A sema (according to https://turkeytravelplanner.com) is a mystic religious rite.  It is an elaboration of the whirling Rumi did while lost in ecstasy on the streets of Konya in the 13th century.  A sema ceremony has seven parts symbolizing the dervishes love for God, humankind and all creation.
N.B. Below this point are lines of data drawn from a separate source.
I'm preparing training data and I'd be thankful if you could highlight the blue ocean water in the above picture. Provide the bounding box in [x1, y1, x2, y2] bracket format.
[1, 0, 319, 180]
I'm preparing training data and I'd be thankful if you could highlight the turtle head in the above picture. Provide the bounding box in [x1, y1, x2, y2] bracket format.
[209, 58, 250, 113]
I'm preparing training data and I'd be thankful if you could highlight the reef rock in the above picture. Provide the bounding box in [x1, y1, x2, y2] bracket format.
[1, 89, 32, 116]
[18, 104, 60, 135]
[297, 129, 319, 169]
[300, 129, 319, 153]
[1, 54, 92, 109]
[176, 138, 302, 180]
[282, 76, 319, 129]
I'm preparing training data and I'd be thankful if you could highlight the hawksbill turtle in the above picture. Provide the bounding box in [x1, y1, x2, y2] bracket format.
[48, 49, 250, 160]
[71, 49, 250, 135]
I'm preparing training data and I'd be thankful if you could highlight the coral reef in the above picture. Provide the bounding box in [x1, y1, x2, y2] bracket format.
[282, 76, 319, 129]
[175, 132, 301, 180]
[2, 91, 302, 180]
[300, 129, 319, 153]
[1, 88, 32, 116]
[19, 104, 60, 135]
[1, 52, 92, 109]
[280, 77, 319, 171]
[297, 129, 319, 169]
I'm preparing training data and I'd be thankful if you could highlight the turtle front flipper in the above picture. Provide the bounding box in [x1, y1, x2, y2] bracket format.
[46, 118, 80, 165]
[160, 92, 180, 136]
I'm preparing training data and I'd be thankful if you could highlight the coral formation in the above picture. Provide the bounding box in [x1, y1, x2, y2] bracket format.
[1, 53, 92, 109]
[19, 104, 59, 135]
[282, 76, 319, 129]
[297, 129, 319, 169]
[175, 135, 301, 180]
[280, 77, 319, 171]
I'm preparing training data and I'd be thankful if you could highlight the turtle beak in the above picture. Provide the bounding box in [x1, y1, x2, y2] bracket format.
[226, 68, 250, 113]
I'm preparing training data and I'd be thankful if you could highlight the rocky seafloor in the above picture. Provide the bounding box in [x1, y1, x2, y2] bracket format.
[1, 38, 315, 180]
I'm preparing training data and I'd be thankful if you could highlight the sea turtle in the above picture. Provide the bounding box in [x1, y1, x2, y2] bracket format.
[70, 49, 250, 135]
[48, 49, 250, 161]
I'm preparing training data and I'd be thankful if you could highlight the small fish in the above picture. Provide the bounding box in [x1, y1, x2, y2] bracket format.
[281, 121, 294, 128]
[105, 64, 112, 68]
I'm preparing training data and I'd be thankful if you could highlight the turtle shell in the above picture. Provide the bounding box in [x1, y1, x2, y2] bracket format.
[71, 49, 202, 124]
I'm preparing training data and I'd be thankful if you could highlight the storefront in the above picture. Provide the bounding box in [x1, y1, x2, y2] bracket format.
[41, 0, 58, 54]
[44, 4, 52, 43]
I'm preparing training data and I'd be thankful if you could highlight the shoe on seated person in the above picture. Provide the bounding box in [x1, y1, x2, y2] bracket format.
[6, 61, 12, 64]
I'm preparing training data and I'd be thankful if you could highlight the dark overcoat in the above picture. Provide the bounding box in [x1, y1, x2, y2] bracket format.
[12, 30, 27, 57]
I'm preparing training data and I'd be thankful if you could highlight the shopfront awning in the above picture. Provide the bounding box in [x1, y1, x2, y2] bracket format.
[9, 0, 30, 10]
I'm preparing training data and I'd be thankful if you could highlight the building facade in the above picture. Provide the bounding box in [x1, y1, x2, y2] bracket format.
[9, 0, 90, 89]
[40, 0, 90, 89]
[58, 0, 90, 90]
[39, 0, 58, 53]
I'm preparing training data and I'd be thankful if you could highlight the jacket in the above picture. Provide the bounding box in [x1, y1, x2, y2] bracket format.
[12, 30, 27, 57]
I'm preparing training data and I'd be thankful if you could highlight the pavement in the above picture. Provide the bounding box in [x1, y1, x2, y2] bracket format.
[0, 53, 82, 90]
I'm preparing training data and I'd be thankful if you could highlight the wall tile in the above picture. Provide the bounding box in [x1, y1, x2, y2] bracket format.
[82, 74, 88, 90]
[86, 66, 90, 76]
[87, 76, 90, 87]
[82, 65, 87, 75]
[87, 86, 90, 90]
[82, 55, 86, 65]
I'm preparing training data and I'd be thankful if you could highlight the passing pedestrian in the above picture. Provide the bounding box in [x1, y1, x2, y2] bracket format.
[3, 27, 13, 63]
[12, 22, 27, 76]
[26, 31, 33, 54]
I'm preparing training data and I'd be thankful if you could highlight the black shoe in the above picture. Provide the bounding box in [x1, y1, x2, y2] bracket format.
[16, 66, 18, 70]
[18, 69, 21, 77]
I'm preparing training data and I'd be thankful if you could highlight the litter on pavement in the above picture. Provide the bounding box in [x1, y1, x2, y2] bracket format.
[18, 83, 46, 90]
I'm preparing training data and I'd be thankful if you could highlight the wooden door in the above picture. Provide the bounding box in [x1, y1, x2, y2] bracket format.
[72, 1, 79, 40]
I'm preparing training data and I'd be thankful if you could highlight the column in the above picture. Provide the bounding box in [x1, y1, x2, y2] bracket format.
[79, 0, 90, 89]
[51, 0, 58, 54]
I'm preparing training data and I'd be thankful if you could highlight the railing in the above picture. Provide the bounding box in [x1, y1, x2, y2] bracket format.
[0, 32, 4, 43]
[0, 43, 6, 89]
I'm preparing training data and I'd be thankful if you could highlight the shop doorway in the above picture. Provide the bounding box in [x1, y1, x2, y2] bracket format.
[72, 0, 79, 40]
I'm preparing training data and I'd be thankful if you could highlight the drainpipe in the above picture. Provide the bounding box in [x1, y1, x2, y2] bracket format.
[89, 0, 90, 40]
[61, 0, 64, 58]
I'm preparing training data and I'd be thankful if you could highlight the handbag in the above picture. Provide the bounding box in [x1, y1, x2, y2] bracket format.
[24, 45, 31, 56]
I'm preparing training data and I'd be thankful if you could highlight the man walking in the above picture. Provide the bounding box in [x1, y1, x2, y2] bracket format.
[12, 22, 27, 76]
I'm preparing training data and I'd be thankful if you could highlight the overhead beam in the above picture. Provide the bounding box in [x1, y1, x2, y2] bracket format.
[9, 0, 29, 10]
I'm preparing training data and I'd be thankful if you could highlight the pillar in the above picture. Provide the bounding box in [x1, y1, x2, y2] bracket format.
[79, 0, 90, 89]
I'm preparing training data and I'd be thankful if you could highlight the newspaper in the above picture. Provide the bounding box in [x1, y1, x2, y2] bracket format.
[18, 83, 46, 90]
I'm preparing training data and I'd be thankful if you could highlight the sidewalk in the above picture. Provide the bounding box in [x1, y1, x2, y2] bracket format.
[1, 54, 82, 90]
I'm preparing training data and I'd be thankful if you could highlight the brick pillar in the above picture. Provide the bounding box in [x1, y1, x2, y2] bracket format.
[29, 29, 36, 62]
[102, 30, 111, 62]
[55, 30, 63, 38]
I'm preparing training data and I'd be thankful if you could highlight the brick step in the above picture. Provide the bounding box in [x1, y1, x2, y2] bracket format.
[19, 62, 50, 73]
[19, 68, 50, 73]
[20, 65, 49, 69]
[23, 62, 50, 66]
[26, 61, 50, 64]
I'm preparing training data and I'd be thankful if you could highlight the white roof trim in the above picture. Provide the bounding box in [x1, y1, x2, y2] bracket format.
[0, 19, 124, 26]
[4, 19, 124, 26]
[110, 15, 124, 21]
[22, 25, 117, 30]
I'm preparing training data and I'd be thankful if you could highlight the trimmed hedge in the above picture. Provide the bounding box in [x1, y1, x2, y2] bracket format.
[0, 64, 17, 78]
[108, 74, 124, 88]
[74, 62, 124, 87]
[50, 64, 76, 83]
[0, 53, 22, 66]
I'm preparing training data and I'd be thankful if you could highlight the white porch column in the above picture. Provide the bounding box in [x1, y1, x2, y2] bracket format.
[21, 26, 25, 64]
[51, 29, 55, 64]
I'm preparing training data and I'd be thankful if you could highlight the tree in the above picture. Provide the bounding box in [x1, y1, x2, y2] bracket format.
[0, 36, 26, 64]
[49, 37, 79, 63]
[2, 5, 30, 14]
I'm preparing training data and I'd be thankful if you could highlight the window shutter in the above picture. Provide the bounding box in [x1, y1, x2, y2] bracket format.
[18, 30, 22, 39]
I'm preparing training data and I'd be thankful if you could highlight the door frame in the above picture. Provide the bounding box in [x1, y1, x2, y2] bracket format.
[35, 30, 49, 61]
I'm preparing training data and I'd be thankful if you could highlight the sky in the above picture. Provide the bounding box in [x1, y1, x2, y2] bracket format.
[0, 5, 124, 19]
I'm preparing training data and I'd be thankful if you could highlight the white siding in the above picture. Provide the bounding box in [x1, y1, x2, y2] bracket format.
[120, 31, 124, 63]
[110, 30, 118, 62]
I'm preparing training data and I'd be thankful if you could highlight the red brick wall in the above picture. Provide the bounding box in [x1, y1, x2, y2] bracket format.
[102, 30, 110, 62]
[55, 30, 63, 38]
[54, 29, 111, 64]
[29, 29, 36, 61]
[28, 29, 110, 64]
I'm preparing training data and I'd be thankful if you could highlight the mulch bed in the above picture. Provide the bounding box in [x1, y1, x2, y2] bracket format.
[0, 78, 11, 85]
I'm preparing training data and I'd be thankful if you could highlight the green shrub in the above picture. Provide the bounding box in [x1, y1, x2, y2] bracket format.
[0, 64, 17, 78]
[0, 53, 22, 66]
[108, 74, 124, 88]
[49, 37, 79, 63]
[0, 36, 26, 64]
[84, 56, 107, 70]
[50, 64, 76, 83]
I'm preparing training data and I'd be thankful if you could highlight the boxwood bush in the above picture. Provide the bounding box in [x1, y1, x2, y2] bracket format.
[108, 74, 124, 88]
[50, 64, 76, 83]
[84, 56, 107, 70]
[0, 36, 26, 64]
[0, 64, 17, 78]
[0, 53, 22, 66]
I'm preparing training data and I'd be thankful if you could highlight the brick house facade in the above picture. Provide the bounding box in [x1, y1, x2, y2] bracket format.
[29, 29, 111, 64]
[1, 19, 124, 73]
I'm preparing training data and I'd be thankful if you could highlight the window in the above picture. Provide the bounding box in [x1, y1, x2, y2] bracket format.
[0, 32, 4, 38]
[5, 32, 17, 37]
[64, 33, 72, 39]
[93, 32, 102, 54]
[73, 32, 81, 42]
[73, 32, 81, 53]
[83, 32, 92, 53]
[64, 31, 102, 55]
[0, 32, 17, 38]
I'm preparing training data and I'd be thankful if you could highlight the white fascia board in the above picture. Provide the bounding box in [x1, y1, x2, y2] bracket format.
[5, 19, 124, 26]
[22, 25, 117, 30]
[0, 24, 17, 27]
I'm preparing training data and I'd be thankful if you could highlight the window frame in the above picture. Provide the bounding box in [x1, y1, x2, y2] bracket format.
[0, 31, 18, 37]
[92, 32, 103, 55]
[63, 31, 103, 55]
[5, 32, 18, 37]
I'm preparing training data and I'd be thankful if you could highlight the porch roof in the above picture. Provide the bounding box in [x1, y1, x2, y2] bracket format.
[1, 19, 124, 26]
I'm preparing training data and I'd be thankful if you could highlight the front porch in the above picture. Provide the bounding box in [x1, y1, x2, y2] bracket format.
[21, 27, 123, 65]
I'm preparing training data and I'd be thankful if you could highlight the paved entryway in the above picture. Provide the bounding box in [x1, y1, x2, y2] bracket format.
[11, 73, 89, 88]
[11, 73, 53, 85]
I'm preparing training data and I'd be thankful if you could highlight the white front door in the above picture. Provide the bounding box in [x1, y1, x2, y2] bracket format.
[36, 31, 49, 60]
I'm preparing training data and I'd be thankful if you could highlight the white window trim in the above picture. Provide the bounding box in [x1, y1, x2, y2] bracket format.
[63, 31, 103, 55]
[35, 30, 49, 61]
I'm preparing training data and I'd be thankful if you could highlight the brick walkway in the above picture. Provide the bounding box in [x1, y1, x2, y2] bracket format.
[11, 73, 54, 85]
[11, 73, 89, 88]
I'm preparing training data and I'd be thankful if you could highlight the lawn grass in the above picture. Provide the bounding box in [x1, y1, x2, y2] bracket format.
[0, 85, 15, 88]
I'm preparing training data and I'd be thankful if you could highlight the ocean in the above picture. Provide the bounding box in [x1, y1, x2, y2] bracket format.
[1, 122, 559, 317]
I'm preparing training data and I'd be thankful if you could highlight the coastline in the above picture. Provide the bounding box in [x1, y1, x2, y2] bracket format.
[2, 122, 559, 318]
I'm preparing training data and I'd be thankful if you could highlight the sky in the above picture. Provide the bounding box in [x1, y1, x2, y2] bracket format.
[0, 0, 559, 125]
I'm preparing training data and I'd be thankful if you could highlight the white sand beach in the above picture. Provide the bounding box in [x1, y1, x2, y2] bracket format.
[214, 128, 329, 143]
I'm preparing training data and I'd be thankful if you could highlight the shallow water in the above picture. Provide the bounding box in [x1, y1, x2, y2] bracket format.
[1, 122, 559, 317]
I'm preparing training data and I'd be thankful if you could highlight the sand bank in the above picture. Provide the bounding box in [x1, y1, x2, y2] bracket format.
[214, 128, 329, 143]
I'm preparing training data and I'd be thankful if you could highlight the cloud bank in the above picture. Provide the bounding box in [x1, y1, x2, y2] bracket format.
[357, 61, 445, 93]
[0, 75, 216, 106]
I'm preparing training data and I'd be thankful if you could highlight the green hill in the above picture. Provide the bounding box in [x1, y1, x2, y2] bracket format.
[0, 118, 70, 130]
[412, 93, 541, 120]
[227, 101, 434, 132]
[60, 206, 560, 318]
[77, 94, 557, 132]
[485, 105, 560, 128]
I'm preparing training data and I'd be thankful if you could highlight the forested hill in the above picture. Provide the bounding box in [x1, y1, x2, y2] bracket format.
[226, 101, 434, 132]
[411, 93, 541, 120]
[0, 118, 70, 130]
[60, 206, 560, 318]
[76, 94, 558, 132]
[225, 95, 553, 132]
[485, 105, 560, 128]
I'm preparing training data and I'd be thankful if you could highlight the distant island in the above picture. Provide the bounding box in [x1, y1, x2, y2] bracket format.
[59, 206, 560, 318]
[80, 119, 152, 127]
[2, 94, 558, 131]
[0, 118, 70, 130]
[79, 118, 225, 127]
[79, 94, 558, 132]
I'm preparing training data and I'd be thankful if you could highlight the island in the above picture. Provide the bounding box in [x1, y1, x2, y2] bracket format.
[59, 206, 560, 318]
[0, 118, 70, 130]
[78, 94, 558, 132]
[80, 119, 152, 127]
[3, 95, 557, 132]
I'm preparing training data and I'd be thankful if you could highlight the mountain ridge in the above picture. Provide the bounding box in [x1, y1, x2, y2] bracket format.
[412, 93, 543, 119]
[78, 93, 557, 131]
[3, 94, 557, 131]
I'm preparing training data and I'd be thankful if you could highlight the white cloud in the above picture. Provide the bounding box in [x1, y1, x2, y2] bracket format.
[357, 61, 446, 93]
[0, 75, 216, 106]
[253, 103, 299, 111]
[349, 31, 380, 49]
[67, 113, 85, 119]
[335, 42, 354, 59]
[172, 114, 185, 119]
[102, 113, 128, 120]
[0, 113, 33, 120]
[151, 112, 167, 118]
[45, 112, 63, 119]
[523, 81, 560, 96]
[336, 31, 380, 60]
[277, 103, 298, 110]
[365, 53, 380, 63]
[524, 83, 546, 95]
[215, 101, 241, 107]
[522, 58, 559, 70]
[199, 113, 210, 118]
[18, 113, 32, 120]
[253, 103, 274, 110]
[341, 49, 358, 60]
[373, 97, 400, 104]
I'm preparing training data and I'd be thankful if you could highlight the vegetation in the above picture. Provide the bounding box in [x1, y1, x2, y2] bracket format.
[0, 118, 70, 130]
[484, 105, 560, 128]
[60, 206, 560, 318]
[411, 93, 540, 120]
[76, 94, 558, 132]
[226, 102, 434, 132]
The seven parts are: 1) praise for God, Muhammad and all prophets before him; 2) beating of kettle drum symbolizing God’s command “Be”; 3) Soulful music of the Ney symbolizing breathing of life into all creatures; 4) greeting symbol of the soul being greeted as the secret soul; 5) whirling and dropping of their black cloaks to reveal white costumes, symbolizing the casting off falsehood and  the revelation of  truth, with each dervish placing their arms on the chest to symbolize belief in  Oneness of God “the One”; 6) Prayer involving recitations from the Quran and 7) Recitation of the Al-Fatiha, first surah of the Quran.  Often Non-Muslims mistake Sufism as a sect of Islam.  Sufism is not a sect of Islam.  Sufism is more accurately described as an aspect or a dimension of Islam.  Sufi orders or Tariqas can be found in Sunni, Shia etc groups.

 

Fortunately for us on that day, the young caretaker, Ibraheem, who saw us fiddling with door knobs trying to get the doors to open, was kind enough to open the exhibit hall just so we could have a quick visit, since we came from very far.  We went down the staircase into a hall of the Konya Culture Centre with a number of interesting exhibits on display (Fig 1).

 

It seemed Rumi used to be a religious teacher until he met Shams of Tabriz.  Shams of Tabriz completely transformed Rumi from a learned religious teacher into the world’s greatest poet of mystical love (Fig 2).  Shams once told Rumi:

Your preoccupation should be to know ‘Who am I, what is my essence? And to what end have I come here and where am I headed and what are my roots and what am I doing this very hour and what is my focus?

(From Shems Friedlander of “Forgotten Messages”).

Its only knowing where we come from, can we appreciate where we are going. Life is not something that just happens. We are created for a reason.  According to Ata’Illah

The purpose of the rain cloud is not to give rain; its purpose is only to bring forth fruit”.